合宿先に到着した。
なんだか不機嫌な青峰っちから半ば逃げるように席を立つ。
あんな悪人面が何十分も隣にいたら、そりゃあ神経も磨り減るってもんだ。
近くにいた黒子っちに声を掛ければ、あろうことかスルーされた。
最近、バスケ部のオレに対する態度が冷たい気がしないでもない。
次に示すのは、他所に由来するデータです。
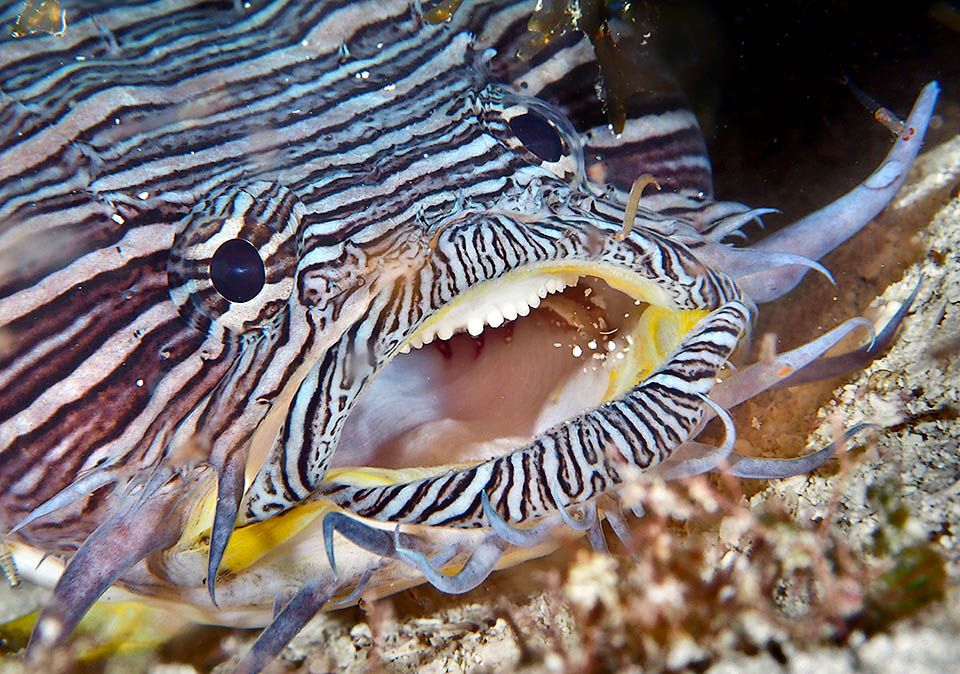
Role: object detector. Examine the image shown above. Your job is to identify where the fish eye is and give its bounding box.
[510,112,563,162]
[210,239,266,303]
[167,180,305,340]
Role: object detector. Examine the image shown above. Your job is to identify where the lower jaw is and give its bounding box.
[325,266,708,486]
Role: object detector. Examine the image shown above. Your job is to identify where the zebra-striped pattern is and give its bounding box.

・・・今に始まったことじゃないか。

黒子っちが、ある一点を見つめて固まった。
不思議に思って黒子っちの視線の先をたどる。


「ちょっとおおおおおおおおおお!!!?」
「うっせーぞ黄瀬ェ!!」


思わず叫んでしまったオレに、すかさず虹村先輩のヤキが入る。
じんじんと痛む頭を抑えながら、オレは緑間っちにもたれかかって眠る久遠ちゃんを唖然と見つめた。

ちょ、えぇ!?
なんスかこれ!?


「・・・緑間君、」
「! ああ、黒子か」
「ああ、黒子か・・・じゃないっスよ!なにしてんスかアンタ!」
「知らん!こいつがオレにもたれかかってきたのだよ!」
「なら早く起こしましょう僕のイグナイトで」
「それはキツすぎるのだよっ、・・・!オレに向けてイグナイトを構えるな!」


何故か緑間っちにイグナイトを構える黒子っち。
的確なツッコミを入れた緑間っちは、自身の肩にもたれかかる久遠ちゃんを揺さぶり起こした。


「おい楸、起きろ!」
「・・・んえー・・・?」
「目的地到着だ、早々に練習が始まる!」
「あと五分・・・」
「ここは自宅ではないのだよ!」
「・・・んー・・・」
「おい久遠てめぇシバかれてぇのか?あん?」
「おはようございます!!」


虹村先輩の登場で、起こすのに苦戦していた緑間っちの労力は無駄だとでもいうように一瞬で久遠ちゃんは目覚めた。
ぐ、と唇を噛む緑間っち。

そういえば、虹村先輩と久遠ちゃんは一体どういった関係なんだろう。
バスに乗る前に唖然とした。あれは、ただの知り合いなんて距離じゃない。

思うより先に、もう口は勝手に動いていた。


「先輩と久遠ちゃんって、どういった関係なんスか?カレカノ?」
「「は?」」


見事に重なった男と女の声が絶妙なハモり具合で、何故だろう、なんだか悔しい。

互いに顔を合わせて、そして同時に眉間にしわを寄せた。


「冗談でもやめろ黄瀬。コレはただの幼馴染みで妹みてぇな奴だよ」
「あ、そうなんスか・・・」
「造ちゃんが彼氏とか有り得なー。絶対DVされるよ」
「あ、それは有り得そうっスね「黄瀬?」すいません!!」


シバかれる前にバスから出ようとエナメルを持ち直せば、背後からガバっとたくましい腕が回ってきた。
え、ちょ、普通に痛ぇ。・・・って、青峰っち?


「よっしゃ早く行こうぜ黄瀬!おら楸てめぇもだぞ!」
「ちょっ・・・!青峰っち痛いっス!」
「はりきってんねー、青峰氏」
「ったりめぇだ!お前も初マネだろ、頑張ろうぜ!」
「・・・さっきまで不機嫌だったじゃないスか・・・?」
「なにしてるんですか黄瀬君。早く行きましょう」
「黒子っちまで!?」
「君達そんなに合宿大好きなの・・・?」


久遠ちゃんが首をかしげた。
オレも急にテンションを上げた二人が不思議でたまらない。

早くしろ、と赤司っちがオレ達を呼んでいる。
虹村先輩が「分かりやすい奴らだな、」と口角を上げた。

その先輩が呟いた言葉の真意は、オレには分からなかった。